Subsurface models are essential to build knowledge and support decisions about natural resource and hazard management, but they can be affected by large uncertainties due to the lack and incompleteness of subsurface data. We perform Research for Integrative Numerical Geology to better account for geological concepts in interpretation of geoscientific data and to sample and reduce the associated uncertainties. Our ultimate objective is to effectively describe geological objects with evolving and adaptative numerical models, integrating geometry and physics at various space and time scales, with real-time updates. This translates into novel technologies to efficiently represent, build, update and ask questions to deterministic and stochastic subsurface models.
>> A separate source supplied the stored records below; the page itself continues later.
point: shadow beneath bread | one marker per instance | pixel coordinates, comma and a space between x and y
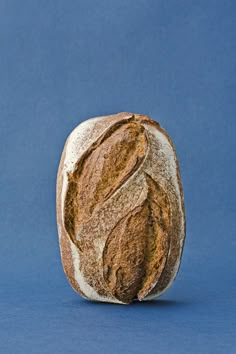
158, 303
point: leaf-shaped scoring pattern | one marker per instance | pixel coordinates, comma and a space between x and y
103, 168
136, 250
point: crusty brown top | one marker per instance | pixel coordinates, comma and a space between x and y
122, 212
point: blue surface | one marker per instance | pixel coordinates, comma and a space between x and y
65, 61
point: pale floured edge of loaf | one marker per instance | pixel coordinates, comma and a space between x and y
171, 173
80, 139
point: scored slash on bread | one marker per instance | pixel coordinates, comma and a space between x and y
120, 209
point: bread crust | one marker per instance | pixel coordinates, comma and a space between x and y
120, 209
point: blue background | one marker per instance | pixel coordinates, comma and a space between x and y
62, 62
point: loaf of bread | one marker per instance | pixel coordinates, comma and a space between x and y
120, 209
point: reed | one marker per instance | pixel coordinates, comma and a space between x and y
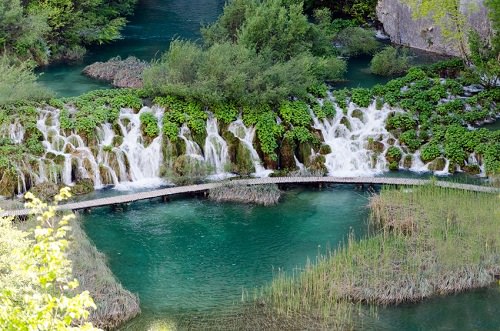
115, 305
426, 241
268, 194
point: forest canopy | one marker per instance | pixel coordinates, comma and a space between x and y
256, 52
48, 30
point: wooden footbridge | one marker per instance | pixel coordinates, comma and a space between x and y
165, 193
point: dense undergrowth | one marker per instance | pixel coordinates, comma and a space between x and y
436, 121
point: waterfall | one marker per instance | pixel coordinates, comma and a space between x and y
144, 162
246, 135
192, 148
216, 150
348, 135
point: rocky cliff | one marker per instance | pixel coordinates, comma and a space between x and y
423, 33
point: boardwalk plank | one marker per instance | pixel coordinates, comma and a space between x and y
129, 198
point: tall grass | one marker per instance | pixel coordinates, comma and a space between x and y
427, 241
268, 194
115, 305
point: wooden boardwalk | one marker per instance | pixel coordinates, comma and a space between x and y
166, 192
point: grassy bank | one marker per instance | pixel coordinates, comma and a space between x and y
268, 194
428, 241
115, 305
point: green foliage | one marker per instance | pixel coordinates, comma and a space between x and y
393, 154
301, 134
268, 131
37, 291
357, 41
390, 62
341, 98
149, 124
59, 29
226, 113
361, 96
271, 48
295, 113
448, 16
170, 130
18, 82
430, 152
401, 121
410, 139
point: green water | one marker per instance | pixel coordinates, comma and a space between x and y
192, 255
149, 32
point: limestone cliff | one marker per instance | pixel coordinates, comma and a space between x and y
422, 33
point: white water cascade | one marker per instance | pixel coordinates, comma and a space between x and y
246, 136
126, 163
348, 135
216, 150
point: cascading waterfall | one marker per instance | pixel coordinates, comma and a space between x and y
193, 150
348, 135
246, 136
130, 164
143, 161
216, 150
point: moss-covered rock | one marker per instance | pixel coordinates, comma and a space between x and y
393, 154
393, 166
287, 153
325, 149
407, 161
45, 191
345, 121
117, 141
376, 146
438, 164
243, 164
8, 183
472, 169
358, 113
83, 186
317, 164
305, 151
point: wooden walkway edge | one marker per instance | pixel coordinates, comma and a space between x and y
166, 192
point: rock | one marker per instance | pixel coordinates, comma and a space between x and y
438, 164
472, 169
376, 146
398, 23
287, 160
325, 149
120, 73
83, 186
407, 160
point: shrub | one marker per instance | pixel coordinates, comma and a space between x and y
390, 62
357, 41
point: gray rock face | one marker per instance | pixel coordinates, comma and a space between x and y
422, 33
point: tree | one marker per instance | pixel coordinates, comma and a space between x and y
445, 14
37, 292
18, 82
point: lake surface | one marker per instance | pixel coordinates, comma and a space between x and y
193, 255
149, 32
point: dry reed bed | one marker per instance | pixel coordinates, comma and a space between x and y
427, 241
268, 194
115, 305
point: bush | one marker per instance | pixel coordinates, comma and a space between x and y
357, 41
390, 62
18, 83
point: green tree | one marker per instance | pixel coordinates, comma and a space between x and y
37, 292
447, 15
18, 82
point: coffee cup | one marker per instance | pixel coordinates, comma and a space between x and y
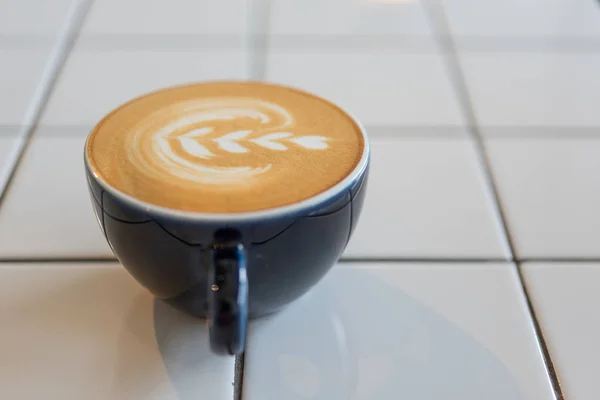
228, 200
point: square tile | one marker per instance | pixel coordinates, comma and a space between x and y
21, 73
35, 17
372, 331
89, 331
348, 17
93, 83
565, 298
534, 89
47, 211
523, 18
167, 17
381, 87
425, 199
550, 192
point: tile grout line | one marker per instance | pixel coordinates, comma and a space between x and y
258, 21
343, 260
52, 69
437, 15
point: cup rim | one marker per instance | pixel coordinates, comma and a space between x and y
246, 216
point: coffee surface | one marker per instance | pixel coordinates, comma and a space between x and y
225, 147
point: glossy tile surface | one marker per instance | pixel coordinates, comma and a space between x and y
408, 214
47, 211
523, 19
565, 296
21, 73
550, 192
380, 331
344, 17
387, 87
158, 17
106, 79
424, 77
90, 331
530, 89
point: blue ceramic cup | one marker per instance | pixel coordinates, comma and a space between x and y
228, 268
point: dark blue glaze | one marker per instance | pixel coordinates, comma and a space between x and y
286, 255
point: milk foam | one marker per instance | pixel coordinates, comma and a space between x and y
188, 147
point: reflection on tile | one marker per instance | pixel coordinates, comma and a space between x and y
425, 199
550, 191
380, 87
382, 332
93, 83
37, 17
529, 89
47, 211
20, 76
343, 17
90, 331
565, 297
167, 17
519, 18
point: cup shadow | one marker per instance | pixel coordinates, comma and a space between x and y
183, 341
164, 353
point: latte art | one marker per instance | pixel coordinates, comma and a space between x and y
225, 147
186, 146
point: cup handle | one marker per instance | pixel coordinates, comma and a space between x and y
227, 294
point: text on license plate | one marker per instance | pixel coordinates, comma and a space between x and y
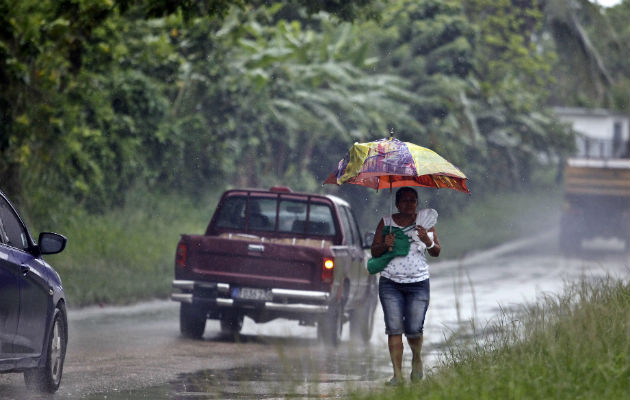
252, 294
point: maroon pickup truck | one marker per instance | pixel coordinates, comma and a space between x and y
274, 253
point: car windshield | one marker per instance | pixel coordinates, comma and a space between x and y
262, 214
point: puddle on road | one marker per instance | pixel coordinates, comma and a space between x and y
303, 374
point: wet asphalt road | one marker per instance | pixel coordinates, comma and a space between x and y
136, 352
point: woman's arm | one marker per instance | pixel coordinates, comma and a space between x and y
433, 247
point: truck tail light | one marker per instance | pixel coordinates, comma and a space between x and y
180, 255
328, 270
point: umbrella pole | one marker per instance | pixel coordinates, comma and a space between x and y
391, 207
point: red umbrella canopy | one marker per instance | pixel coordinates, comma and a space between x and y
388, 163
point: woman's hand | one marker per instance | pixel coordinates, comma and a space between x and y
389, 240
423, 236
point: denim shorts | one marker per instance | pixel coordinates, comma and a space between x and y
404, 305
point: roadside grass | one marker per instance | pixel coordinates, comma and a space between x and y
126, 255
575, 345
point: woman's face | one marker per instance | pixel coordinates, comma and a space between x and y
407, 203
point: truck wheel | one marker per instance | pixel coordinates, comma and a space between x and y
330, 326
231, 324
192, 321
362, 318
48, 378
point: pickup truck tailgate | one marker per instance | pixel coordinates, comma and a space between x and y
256, 264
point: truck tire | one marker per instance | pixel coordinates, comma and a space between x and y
48, 378
362, 318
231, 323
192, 321
329, 327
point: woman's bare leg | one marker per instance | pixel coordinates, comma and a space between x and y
395, 353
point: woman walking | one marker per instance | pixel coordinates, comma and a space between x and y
404, 284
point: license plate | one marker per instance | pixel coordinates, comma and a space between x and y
252, 294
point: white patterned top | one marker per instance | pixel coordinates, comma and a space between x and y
411, 268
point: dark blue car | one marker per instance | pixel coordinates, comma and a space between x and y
33, 323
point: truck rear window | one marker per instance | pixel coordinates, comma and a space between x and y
292, 216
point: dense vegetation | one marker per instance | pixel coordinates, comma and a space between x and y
99, 97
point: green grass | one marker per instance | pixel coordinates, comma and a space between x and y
575, 345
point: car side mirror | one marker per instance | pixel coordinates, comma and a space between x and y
51, 243
368, 238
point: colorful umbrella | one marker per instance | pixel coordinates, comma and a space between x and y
389, 163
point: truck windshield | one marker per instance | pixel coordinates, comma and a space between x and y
293, 216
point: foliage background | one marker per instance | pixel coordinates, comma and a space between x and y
103, 98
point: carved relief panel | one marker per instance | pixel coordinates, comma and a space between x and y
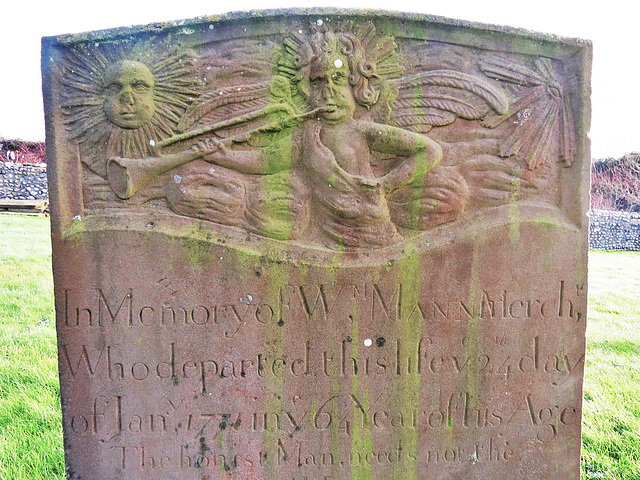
297, 246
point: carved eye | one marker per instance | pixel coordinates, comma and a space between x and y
140, 87
555, 92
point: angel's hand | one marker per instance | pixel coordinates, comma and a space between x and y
210, 150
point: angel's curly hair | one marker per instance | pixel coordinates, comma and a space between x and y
371, 57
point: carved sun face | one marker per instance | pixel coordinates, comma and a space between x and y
129, 90
118, 104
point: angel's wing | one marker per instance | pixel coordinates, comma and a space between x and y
436, 98
542, 110
236, 112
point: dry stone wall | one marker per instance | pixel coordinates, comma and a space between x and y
23, 182
613, 230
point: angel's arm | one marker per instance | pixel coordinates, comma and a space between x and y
421, 152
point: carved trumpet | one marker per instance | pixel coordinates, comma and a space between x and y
128, 175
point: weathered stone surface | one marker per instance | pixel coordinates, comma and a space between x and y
319, 245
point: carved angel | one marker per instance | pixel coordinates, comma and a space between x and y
333, 149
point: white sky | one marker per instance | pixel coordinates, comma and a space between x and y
612, 26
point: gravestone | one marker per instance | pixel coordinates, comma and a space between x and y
319, 244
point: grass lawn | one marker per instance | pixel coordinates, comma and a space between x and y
30, 432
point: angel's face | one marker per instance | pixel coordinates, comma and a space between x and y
329, 88
129, 101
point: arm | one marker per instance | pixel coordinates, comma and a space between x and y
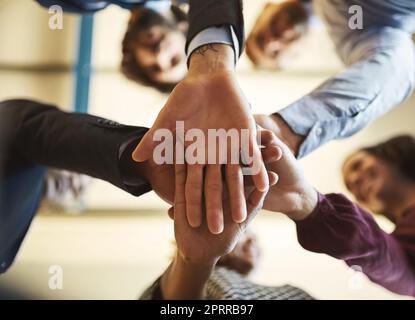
380, 74
343, 230
204, 14
334, 225
33, 132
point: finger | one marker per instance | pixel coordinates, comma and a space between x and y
266, 137
254, 204
144, 149
271, 154
179, 194
235, 184
272, 177
213, 198
193, 194
170, 212
259, 173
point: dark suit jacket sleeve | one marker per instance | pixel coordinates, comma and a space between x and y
210, 13
33, 132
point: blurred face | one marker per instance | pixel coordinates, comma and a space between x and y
273, 33
373, 182
160, 53
244, 257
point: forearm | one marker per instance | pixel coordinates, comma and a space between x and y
81, 143
184, 280
343, 230
379, 76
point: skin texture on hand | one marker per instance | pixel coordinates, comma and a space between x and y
293, 195
210, 98
281, 129
198, 250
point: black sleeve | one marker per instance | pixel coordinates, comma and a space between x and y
33, 132
210, 13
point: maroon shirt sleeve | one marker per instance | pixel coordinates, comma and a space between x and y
343, 230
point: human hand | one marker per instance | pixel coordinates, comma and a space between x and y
281, 129
293, 195
210, 98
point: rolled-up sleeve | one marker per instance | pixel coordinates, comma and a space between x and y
380, 75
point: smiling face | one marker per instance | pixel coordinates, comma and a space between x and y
244, 257
373, 182
159, 52
154, 48
277, 27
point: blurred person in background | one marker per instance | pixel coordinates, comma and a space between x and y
277, 27
153, 48
373, 39
382, 177
35, 136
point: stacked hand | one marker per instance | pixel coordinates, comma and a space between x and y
209, 98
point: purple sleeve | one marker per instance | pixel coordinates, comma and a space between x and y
343, 230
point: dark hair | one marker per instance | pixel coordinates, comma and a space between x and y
298, 18
398, 152
143, 18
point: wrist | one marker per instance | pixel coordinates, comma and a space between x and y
185, 280
196, 264
130, 170
212, 58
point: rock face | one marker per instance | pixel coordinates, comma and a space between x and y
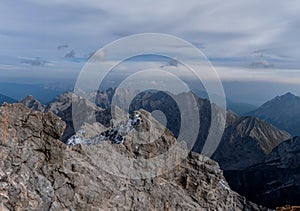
277, 178
4, 98
62, 107
38, 172
33, 103
246, 142
282, 111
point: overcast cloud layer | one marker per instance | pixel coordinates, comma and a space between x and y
245, 40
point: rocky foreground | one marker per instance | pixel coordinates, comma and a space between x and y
39, 172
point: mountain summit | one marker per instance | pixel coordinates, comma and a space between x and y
282, 111
39, 172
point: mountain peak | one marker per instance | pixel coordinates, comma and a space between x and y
288, 95
282, 111
74, 178
33, 103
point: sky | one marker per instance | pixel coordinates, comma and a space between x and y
244, 40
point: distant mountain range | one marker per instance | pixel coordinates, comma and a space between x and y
44, 93
282, 111
275, 180
246, 143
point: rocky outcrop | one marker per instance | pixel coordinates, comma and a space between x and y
276, 179
62, 107
246, 142
38, 172
33, 103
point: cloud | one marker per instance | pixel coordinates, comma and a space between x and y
227, 32
34, 61
70, 54
64, 46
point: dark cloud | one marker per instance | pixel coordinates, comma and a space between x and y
64, 46
71, 54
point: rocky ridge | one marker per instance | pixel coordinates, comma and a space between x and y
38, 172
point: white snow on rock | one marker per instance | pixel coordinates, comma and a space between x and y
116, 135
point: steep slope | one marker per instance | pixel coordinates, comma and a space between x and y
7, 99
282, 111
33, 103
38, 172
246, 142
277, 178
62, 107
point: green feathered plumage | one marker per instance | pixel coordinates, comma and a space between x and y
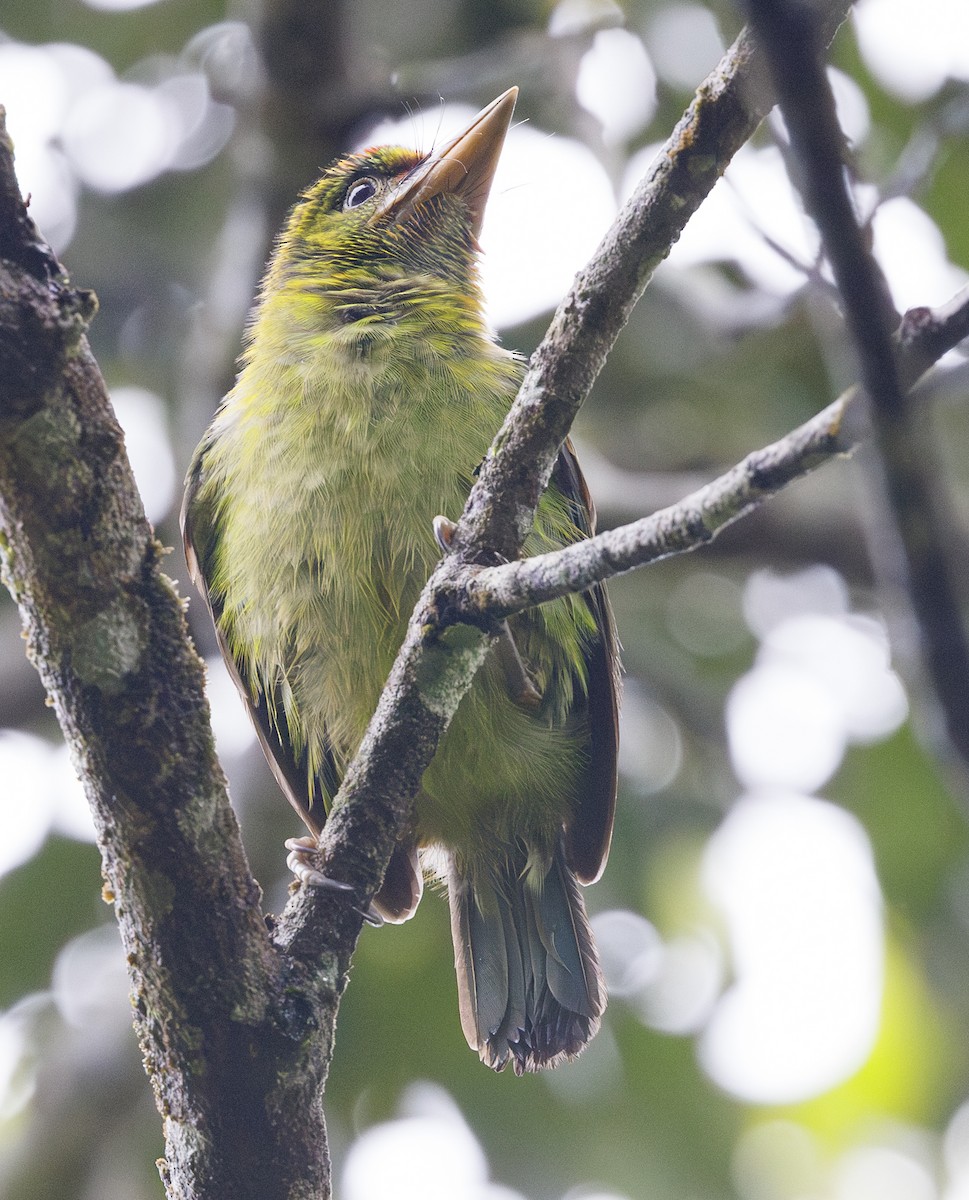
369, 391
Our research primarily focuses on the geometry, topology and properties of geological objects. It is declined into four main research areas:

  • Stochastic structural and stratigraphic modeling: The goal is to capture the main uncertainties in the interpretation of tectonic and stratigraphic structures by combining data and ancillary conceptual and regional knowledge. We see this research as an essential component of geomodels because fractures, faults and folds exert a tremendous control on subsurface heterogeneities.
  • Stochastic sedimentary and diagenetic objects description: The goal is to describe or simulate geological objects created by depositional and diagenetic processes consistently with observations and genetic or pseudo-genetic concepts. Such realistic descriptions are important to capture the spatial structures of hydrodynamic and mechanical heterogeneities.
  • Adaptive gridding and scale management: The goal is to establish simple links between geological models and the physical processes involved in several indirect subsurface measurements (e.g., reservoir production, deformations, waveforms, gravity anomalies, etc). Controlling the level of detail and consistently simplifying the geomodel is essential to ensure efficient and accurate physical computations such as flow simulation.
  • Physical processes: We investigate the relations between geological structures and the physical processes in the subsurface (mechanical evolution, wave propagation, flow). This research concerns the past and current geometry and physical state of the subsurface, and has implications for optimizing natural resource management and reducting geological uncertainties by solving inverse problems.